梁砚修眉头微蹙:“我这几天出了个紧急任务,刚回来就听说你在这儿玩了三天。胡闹也该有个限度,该回家了。”
紧急任务?
我的心像是被针扎了一下。
为了他的心上人挨刀子的任务吗?
我没有拆穿,别开脸,语气冷淡:“我不想回去。”
说完,我推开他就要走。
梁砚修却一把抓住我的手腕,直接将我打横抱起!
“梁砚修!你干什么!放开我!”我又惊又怒,用力挣扎。
他不顾我的踢打,抱着我大步走向舞厅后方灯光灰暗的角落。
“乔乔……”他哑着嗓子,呼吸粗重,“你知道我们多少天没做了吗?”
“既然不肯回去……那就在这儿……”
“不!我不要!梁砚修你今天要是敢碰我,我恨你一辈子!”
我又羞又怒,更多的却是心如刀割的疼痛。
“别怕……现在灯暗着,不会有人看到……”
他不再给我反抗的机会,挺身冲了进去!
干涩的疼痛让我瞬间绷紧了身体,发出一声压抑的痛呼。
“忍一忍……”梁砚修的声音压抑着情欲,“这点疼都受不了,以后生孩子怎么办?嗯?”
生孩子……
这三个字像一把淬毒的匕首,狠狠刺穿了我的心脏!
我猛地抬起头,一字一句道:“梁砚修,如果我说……我妈就是生第二个孩子的时候,大出血死的……所以,我不要生孩子呢?”
梁砚修的动作猛地一滞。
“乔乔,我什么都可以答应你,唯独这个,不行。”
“有我在,你不会有事。”
他的话,听起来是那样深情,那样令人心动。
可此刻听在我耳中,却字字句句都化作了凌迟的刀片!
他看不见我所有的痛苦、绝望和害怕,他只要夏语嫣平安!
这时旁边突然传来一声尖叫!
我侧过头,看到夏语嫣正站在不远处,脸色惨白,泪流满面地看着我们。
下一秒,她猛地转身,哭着跑开了。
梁砚修脸色骤变,几乎是瞬间就抽身追了过去!
我踉跄着站起身,整理好凌乱的衣裙,如同一个失去灵魂的木偶,一步步走出这个令人作呕的角落。

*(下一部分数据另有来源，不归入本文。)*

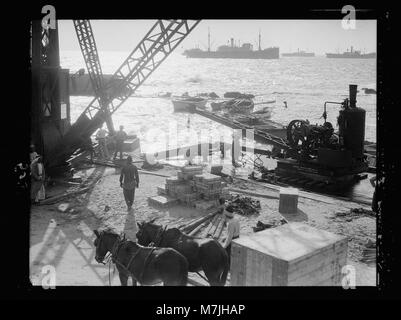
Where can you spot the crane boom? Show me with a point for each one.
(151, 51)
(86, 40)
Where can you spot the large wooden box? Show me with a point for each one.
(293, 254)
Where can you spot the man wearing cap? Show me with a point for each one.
(101, 136)
(233, 229)
(37, 180)
(120, 137)
(129, 180)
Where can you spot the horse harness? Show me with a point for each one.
(158, 241)
(159, 237)
(114, 252)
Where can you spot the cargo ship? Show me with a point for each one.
(352, 55)
(299, 54)
(233, 51)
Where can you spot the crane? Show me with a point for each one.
(152, 50)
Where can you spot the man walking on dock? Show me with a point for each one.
(120, 137)
(101, 137)
(129, 180)
(233, 230)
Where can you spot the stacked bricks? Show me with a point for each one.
(194, 188)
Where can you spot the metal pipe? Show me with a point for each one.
(352, 95)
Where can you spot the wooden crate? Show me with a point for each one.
(293, 254)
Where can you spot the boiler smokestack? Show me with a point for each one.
(352, 95)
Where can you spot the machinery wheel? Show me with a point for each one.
(296, 133)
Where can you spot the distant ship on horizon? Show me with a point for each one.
(234, 52)
(299, 54)
(352, 55)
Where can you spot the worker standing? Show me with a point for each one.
(120, 137)
(375, 205)
(32, 154)
(37, 180)
(233, 230)
(101, 136)
(129, 180)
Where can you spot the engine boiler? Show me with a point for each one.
(319, 153)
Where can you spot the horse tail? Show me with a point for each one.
(184, 271)
(223, 276)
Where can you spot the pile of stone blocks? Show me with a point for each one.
(193, 188)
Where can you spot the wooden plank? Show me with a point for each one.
(63, 196)
(213, 230)
(219, 231)
(198, 228)
(219, 228)
(238, 265)
(212, 223)
(197, 222)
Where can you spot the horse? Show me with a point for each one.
(147, 265)
(202, 254)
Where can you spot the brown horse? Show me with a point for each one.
(146, 265)
(202, 254)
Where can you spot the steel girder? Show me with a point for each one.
(90, 54)
(153, 49)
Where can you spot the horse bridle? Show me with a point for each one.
(114, 252)
(159, 237)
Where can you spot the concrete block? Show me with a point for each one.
(63, 207)
(288, 200)
(161, 190)
(191, 168)
(173, 180)
(216, 169)
(293, 254)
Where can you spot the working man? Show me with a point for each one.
(37, 180)
(101, 136)
(32, 154)
(233, 229)
(129, 180)
(375, 204)
(120, 137)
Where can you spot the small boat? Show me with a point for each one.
(244, 106)
(165, 95)
(188, 104)
(266, 111)
(238, 95)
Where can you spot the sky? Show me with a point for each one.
(319, 36)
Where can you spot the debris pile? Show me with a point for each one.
(369, 252)
(355, 213)
(238, 95)
(193, 188)
(243, 205)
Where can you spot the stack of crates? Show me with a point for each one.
(188, 172)
(208, 186)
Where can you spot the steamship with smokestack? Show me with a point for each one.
(233, 51)
(352, 54)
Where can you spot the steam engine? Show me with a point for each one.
(317, 152)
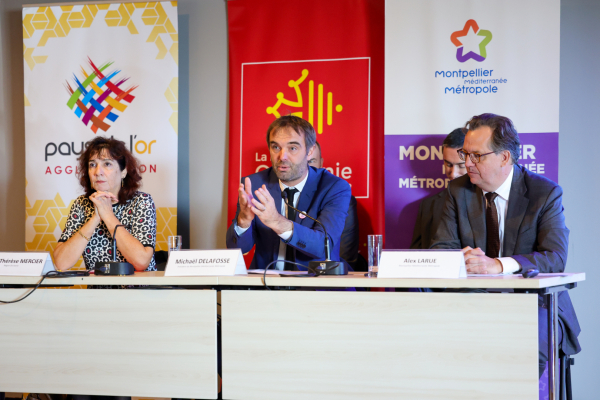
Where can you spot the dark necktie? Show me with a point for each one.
(290, 254)
(492, 248)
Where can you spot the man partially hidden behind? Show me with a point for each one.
(264, 220)
(430, 209)
(507, 219)
(349, 239)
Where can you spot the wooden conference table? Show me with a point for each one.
(312, 338)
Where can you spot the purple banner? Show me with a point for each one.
(414, 170)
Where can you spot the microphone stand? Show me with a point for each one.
(114, 267)
(327, 266)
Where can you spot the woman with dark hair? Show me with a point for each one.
(108, 173)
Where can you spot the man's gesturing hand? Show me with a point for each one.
(478, 263)
(263, 206)
(246, 214)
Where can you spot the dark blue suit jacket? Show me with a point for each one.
(535, 233)
(324, 197)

可刚走出舞厅后门,却突然听到头顶传来一声喊叫:“有人跳楼了!”
我下意识地抬头,只见一道身影从舞厅楼上直直坠落下来!
“砰——!”
一声沉重的闷响,那道身影不偏不倚,重重砸在了我身上!
剧痛瞬间席卷了全身!意识彻底陷入黑暗。
……
再次恢复意识,是在医院,耳边是护士焦急的声音:
“两位女同志都伤得很重!颅内出血,多处骨折……但手术室只剩下最后一间了!晚做手术的,很可能有生命危险!梁少将,您看……先救哪位?”
下一秒,我听到梁砚修嘶哑的声音:“两个都要救,能不能转院?!”
“不行啊梁少将!她们两位现在的情况,根本不适合挪动!您……必须做个决定……”
一阵令人窒息的沉默。
最终我听见梁砚修一字一句开口:“先救……语嫣。”
明明已经知道了真相,亲耳听到他做出这个选择。
我的心,还是像被瞬间碾碎了一般,痛得几乎无法呼吸。
再次醒来时,梁砚修守在我的病床边。
见我醒来,他立刻俯身:“醒了?感觉怎么样?还有哪里疼?”
我缓缓转过头,避开他的触碰:“当时在手术室门口,你不是已经放弃了我,选择救她吗?现在又何必摆出这副关心的样子。”
梁砚修没想到我会听到,身体明显僵了一下。
“语嫣以前得了一场大病,身体一直很虚弱。当时那种情况,如果她不立刻手术,必死无疑……所以我才会先选了她。”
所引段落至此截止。